Aside from the Annual Meeting proscribed by our Bylaws, meetings at SPC typically have one of two objectives — to roll out plans that have been made (such as large maintenance increases, or the recently quashed large-scale renovation of our Lobbies/Grounds), or to sell something for which they need Shareholder buy-in (such as the 2018 Air Rights sale). Never are Shareholders invited to significantly influence which plans are being advanced or their primary features.

To be fair, our Board is composed of unpaid volunteers who are doing their best, and are already working hard on our behalf! Polling our entire community on every decision would be impossible! But on the flip side, our Board wasn't elected to be subject-matter experts on everything! Quite simply, they are not the repository of all the good ideas our community has to offer, and, for the most part, don't have professional-level knowledge with regard to the the decisions they are making on our behalf.

There are countless examples of how community input is successfully collected in the context of all sorts of projects and communities — the example closest to home was the successful development of the SPURA properties into Essex Crossing! Community engagement is possible. Frankly, our Board just hasn't wanted to engage our community!

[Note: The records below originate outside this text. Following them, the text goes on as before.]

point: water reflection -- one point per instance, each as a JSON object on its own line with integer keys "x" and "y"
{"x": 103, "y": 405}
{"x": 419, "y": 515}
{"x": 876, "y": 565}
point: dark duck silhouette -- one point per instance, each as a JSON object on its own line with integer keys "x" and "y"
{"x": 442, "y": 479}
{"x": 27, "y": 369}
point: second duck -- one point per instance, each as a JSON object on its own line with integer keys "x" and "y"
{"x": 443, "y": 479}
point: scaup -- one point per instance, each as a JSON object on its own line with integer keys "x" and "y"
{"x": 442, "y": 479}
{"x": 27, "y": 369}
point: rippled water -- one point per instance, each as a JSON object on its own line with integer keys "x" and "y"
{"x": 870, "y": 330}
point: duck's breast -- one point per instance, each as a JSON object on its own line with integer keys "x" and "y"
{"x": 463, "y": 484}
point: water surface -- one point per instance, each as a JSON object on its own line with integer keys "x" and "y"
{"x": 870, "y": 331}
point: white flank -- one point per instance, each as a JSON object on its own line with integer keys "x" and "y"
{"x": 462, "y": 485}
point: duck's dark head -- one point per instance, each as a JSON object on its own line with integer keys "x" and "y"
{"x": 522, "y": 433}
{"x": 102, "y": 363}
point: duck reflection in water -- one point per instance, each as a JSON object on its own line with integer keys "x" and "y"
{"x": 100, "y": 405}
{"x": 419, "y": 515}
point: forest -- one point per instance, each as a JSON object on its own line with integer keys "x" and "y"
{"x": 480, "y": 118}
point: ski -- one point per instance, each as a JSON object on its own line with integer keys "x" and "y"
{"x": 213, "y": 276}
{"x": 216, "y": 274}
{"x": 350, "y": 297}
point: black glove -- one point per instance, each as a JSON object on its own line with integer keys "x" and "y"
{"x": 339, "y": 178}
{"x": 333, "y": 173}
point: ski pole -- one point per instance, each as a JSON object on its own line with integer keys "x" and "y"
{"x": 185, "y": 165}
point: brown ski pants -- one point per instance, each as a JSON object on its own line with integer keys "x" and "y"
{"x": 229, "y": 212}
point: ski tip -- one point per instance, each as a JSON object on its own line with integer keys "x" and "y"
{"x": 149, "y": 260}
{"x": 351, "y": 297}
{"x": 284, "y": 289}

As of this writing, our Board has committed to engage a consulting company to survey our community with regard to our aspirations for our lobbies and grounds. I certainly hope it's an open-ended engagement that allows our Board to hear and incorporate some of the great input coming from our community!

Board Reports & Project Updates

Year after year, our Boards have boasted about how much communication they have conducted. That is why I was amazed to learn, during the January meeting about the proposed Lobbies & Grounds Renovation Project that our co-op had already spent $2.5 million over the past two years developing this project! I would think that a major initiative like this would have worked its way into the Boardroom Reports over the past two years!

Why on earth does our Board think that minimal communication is a good thing?

Proposed Solutions

Town Halls

We already have an Annual Meeting. I propose that we have quarterly meetings! In particular, I propose that we compliment our Annual Meeting with three Town Halls meetings. These don't have to be all-hands meetings in big spaces. They can touch on particular themes, but should also be fully open for participation.

Other Media

Several Candidates for our forthcoming election (Guido, Maria & Rachel) conducted an event on Hester Street on April 11. They affixed several posters to a fence, and invited people to write their ideas on post-it notes and affix them to the posters. My favorite is an aerial photo of our property with the headline "where do we need improvements?".

In all the years I have been here, never have I seen our Board ever produce such an open-ended question! It's not rocket science! And such open-ended questions would yield ideas, insights, participation, and buy-in! I wonder if our Board might engage in such exercises on a regular basis — perhaps in electronic form — so that Shareholder ideas could be collected and retained.

House Committee

Our community is huge and diverse. We have great skills, wisdom, and ideas in our community. Our Directors — while energized and optimistic — don't have the skills, bandwidth, or expertise to do it all. It only makes sense to establish a House Committee through which Shareholders can engage in our governance and committees. Furthermore, participation in such a committee would form a pipeline through which new leaders of our community can emerge.